Ward and Schmidt joined RSM’s “The Audit Statement” to discuss the actions that parties of a transaction should take before and after a deal. Below the video is the checklist they outlined, followed by a transcript of their five-minute conversation, which has been edited for clarity and length.

Health care M&A

Pre-transaction considerations

  • Due diligence and valuation
    • Engage a due diligence firm to maximize valuation.
    • Prepare fixed-asset schedules, contracts, inventory and leases for evaluation.
    • Clean up fixed asset disposals to avoid delays.
  • Accounting policies and procedures
    • Ensure well-documented accounting policies, especially around revenue cycles.
    • Clearly document allowances and contractual adjustments.

Post-transaction considerations

  • Documentation and evaluation
    • Evaluate extensive documentation such as legal contracts and equity agreements from both transactional and accounting perspectives.
  • Reporting and compliance
    • Understand implications for reporting structures and debt requirements.
    • Manage audit timing and compliance with new reporting units.
  • Communication with advisors
    • Communicate early and frequently with trusted advisors.
    • Focus on strategic priorities to optimize enterprise value.

Danny Schmidt: From a macro perspective, the Federal Reserve has had their long-awaited pivot to cut interest rates, and we believe that this is going to spur investment activity and unlock cash flows for organizations to invest in areas like health care.

For organizations that are looking to test the market a little bit and see what the M&A environment looks like, what can you say about the accounting implications?

Nick Ward: If you're looking to sell, get somebody from a due diligence firm to help on that sell-side valuation and maximize what your opportunities are.

Operationally, look at your fixed asset schedules, your contracts.

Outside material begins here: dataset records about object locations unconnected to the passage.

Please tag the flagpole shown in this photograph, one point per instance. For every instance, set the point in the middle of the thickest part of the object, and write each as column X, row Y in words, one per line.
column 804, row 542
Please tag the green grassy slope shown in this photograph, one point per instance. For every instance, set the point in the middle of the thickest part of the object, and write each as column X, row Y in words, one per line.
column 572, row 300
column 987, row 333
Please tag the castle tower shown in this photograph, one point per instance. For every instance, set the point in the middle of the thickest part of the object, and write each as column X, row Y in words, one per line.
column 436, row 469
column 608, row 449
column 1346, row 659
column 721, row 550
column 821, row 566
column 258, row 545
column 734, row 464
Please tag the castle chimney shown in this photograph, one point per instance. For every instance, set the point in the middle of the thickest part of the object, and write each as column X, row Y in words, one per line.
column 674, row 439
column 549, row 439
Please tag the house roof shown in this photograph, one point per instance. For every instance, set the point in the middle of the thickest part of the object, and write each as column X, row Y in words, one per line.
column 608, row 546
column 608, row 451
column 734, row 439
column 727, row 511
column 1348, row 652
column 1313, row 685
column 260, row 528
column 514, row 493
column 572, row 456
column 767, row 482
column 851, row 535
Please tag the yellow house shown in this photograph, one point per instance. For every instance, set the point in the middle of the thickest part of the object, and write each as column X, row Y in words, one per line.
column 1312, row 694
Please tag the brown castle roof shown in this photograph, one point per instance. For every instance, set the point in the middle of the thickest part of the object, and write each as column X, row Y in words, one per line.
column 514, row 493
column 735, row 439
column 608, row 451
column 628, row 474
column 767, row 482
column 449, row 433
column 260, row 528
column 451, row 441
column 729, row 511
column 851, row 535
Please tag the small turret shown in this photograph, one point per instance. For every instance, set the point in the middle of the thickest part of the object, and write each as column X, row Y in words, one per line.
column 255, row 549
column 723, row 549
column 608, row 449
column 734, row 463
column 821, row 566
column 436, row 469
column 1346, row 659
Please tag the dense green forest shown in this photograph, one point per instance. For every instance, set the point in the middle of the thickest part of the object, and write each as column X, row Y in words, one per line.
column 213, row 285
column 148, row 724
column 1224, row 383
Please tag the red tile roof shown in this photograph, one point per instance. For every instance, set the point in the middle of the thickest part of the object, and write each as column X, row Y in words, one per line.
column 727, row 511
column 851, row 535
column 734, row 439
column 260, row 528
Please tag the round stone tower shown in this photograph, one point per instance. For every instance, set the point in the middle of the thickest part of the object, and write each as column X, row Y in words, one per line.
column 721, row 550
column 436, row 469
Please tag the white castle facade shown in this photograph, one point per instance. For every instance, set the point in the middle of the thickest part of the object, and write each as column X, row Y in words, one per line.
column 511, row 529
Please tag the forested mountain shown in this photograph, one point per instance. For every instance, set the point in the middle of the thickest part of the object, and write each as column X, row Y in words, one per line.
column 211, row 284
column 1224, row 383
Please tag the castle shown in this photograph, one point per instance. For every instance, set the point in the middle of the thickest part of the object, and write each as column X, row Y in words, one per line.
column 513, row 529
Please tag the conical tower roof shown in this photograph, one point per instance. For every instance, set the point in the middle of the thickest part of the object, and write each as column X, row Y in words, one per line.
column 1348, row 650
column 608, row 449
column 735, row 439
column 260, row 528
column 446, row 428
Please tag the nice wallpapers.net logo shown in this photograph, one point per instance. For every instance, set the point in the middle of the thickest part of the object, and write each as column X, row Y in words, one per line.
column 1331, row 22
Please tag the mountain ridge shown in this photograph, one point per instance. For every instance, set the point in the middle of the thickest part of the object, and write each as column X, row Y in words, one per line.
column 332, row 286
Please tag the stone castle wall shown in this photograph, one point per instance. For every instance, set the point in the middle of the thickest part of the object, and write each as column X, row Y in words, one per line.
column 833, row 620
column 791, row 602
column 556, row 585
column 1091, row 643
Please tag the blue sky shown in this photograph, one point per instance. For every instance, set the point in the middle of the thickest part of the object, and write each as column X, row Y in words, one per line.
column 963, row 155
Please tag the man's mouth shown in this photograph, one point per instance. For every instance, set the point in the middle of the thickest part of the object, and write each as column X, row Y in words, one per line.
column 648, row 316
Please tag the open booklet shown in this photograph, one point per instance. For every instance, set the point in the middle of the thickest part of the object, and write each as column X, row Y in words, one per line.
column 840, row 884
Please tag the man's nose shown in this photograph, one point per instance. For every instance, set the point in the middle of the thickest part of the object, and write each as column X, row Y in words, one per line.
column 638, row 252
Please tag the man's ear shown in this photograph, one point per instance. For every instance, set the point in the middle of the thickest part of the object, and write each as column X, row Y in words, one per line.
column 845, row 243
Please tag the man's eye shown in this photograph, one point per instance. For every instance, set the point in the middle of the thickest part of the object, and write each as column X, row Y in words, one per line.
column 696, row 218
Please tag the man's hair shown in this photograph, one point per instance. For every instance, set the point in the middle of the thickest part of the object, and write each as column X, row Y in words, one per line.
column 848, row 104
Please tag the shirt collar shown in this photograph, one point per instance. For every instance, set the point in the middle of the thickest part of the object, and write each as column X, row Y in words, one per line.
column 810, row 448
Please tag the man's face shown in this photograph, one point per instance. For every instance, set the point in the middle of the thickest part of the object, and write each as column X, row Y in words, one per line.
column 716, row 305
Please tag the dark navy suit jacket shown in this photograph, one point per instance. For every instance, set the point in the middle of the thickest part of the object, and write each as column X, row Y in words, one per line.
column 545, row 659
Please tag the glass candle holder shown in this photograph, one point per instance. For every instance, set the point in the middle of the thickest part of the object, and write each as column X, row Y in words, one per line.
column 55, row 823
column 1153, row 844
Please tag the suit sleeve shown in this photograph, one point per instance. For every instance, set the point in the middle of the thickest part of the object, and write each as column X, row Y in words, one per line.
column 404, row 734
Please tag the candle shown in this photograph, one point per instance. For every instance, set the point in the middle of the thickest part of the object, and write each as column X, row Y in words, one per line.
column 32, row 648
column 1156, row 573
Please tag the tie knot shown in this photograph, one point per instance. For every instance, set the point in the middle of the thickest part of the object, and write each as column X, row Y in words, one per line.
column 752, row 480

Look at inventory, look at leases—not only from a process and procedure standpoint of how your organization operates and accounts for those transactions throughout a regular basis, but thinking about how you can get that schedule ready for your due diligence, get your fixed assets disposals cleaned up ahead of time. Because part of that transaction is going to be going through all of those components and reassessing for value. So you don't want to have to spend a whole lot of unnecessary time.

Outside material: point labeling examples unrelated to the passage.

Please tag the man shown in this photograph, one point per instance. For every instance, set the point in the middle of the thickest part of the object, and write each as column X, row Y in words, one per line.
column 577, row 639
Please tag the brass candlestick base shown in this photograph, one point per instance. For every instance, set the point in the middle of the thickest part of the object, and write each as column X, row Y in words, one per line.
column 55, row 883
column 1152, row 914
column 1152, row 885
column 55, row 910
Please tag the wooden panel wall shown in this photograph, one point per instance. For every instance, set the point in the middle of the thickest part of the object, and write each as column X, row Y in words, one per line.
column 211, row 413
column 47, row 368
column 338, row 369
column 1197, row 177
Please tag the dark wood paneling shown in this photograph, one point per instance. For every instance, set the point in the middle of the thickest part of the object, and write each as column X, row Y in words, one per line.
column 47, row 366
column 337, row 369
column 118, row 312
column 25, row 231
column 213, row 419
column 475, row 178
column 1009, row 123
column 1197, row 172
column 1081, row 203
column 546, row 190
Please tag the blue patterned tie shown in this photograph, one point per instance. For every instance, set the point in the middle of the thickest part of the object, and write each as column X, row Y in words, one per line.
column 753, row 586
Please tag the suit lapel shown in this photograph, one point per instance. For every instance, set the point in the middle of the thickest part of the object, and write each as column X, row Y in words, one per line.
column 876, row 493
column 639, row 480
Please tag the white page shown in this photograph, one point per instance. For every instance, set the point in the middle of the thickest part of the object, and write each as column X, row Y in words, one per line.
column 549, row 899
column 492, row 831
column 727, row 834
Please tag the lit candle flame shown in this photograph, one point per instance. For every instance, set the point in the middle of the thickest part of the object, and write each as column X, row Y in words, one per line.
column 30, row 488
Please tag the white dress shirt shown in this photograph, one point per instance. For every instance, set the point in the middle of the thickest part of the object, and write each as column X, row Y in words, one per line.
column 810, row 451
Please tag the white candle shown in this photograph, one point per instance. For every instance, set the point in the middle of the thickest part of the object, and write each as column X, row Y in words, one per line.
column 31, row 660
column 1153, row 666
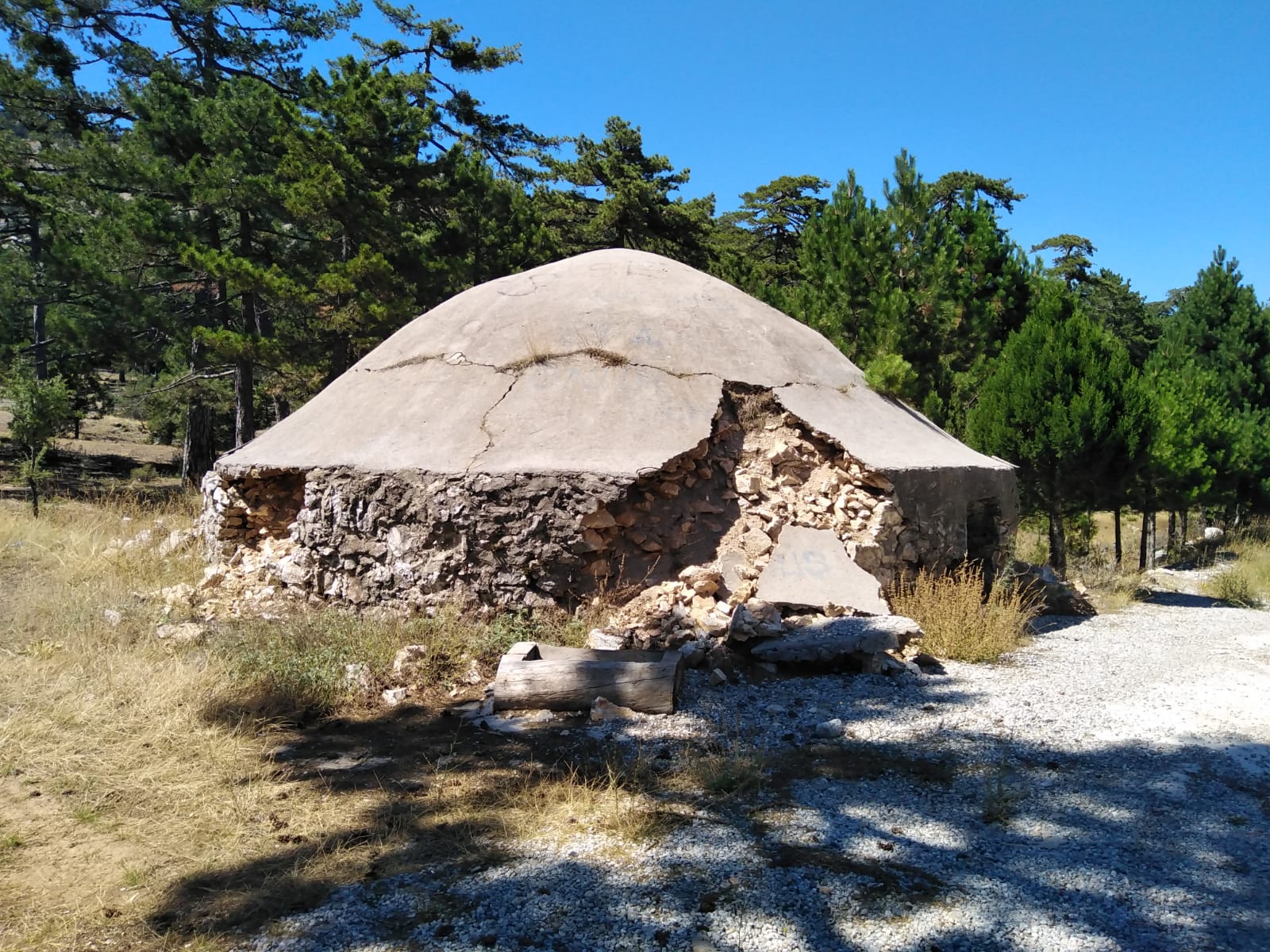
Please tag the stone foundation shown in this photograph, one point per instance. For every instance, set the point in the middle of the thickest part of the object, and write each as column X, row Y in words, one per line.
column 412, row 539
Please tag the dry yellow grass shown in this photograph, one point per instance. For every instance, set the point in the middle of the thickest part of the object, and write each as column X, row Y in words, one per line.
column 139, row 797
column 958, row 622
column 1246, row 581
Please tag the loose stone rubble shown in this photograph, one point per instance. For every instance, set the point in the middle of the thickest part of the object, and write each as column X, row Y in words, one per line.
column 417, row 541
column 601, row 428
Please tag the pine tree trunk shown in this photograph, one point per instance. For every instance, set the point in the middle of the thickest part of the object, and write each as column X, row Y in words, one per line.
column 244, row 368
column 198, row 451
column 1057, row 541
column 40, row 346
column 1146, row 543
column 244, row 406
column 341, row 359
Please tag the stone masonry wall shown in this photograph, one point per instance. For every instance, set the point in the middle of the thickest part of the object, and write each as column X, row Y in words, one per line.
column 413, row 539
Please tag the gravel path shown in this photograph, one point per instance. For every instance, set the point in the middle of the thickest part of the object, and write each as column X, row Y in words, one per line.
column 1130, row 753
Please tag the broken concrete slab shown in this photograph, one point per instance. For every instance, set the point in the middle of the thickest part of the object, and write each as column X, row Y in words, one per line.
column 837, row 640
column 810, row 568
column 587, row 425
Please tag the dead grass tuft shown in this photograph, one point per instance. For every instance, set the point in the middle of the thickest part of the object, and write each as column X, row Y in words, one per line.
column 755, row 408
column 958, row 621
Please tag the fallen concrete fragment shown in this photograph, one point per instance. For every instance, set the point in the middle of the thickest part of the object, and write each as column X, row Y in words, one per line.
column 810, row 568
column 838, row 640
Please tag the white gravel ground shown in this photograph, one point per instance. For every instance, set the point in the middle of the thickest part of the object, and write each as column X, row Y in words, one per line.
column 1134, row 749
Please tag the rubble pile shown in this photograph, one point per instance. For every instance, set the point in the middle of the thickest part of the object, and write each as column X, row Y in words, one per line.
column 416, row 541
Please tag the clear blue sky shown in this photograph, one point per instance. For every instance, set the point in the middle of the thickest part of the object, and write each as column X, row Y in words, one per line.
column 1143, row 126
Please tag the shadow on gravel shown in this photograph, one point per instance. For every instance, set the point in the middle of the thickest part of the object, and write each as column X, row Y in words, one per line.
column 1184, row 600
column 799, row 847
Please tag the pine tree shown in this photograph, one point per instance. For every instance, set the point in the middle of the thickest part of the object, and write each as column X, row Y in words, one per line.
column 1064, row 404
column 622, row 197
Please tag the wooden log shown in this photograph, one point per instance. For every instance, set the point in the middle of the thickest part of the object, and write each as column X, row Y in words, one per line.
column 543, row 677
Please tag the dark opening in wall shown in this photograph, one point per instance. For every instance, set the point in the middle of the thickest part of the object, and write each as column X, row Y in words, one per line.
column 273, row 503
column 982, row 537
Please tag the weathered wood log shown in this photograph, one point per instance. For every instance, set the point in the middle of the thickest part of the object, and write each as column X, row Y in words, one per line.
column 533, row 676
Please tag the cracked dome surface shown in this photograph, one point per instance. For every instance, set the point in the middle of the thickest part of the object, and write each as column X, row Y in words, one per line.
column 611, row 362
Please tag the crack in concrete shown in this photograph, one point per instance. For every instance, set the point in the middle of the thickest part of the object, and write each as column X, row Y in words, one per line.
column 484, row 425
column 606, row 359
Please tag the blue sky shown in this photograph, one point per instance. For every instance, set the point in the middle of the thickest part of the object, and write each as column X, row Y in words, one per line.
column 1145, row 126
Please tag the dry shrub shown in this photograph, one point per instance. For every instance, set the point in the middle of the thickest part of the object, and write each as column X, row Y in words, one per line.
column 140, row 789
column 958, row 621
column 1246, row 583
column 556, row 806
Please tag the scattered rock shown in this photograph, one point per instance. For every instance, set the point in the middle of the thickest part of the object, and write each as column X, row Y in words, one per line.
column 175, row 541
column 605, row 710
column 1053, row 594
column 182, row 632
column 357, row 677
column 829, row 730
column 601, row 640
column 929, row 664
column 473, row 674
column 408, row 662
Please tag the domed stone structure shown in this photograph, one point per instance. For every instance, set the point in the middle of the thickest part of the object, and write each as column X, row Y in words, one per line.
column 600, row 422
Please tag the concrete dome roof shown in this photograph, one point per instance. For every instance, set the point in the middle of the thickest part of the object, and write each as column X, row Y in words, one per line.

Additionally, you want to think through, particularly in the health care space, what are your accounting policies and procedures around your revenue cycle? That's an area that's unique to each health care company. But as an industry overall, it's very unique how you're looking at your allowances and your contractual adjustments.

So, ensure that you've got those policies and procedures documented with clear understanding so that as you go into the sell side of the transaction, you really are able to have one foot ahead to make that transition as smooth as possible.

DS: Let’s pivot a little bit to the post-acquisition. Once organizations have gone into the market, the transaction is complete, and the real work starts to begin, what should organizations be thinking about from a post-transaction perspective?

NW: Post-transaction, that's where really your accountants are going to get all into the weeds of everything. You think of the amount of documents that are going to be in your closing binders on those transactions—between legal contracts, equity agreements, incentive units that might be issued—all of that needs to then be evaluated not just from a transaction, but also from the accounting perspective. What does that mean from a structure, a reporting unit? Are there certain requirements of your debt, the timing of your audit and all those things that you're going to need?

DS: Yeah. Picking up the phone at the last minute is probably not the best approach when communicating with your trusted advisors in this area. And so, communicate early and communicate often, and that's due to time is money. And the cost to do business is substantially more expensive now than it was four years ago, eight years ago.

We're in a higher-for-longer operating environment, so using your advisors to help in these areas enable organizations to focus on their key strategic priorities and really focus on optimizing, enhancing their enterprise value.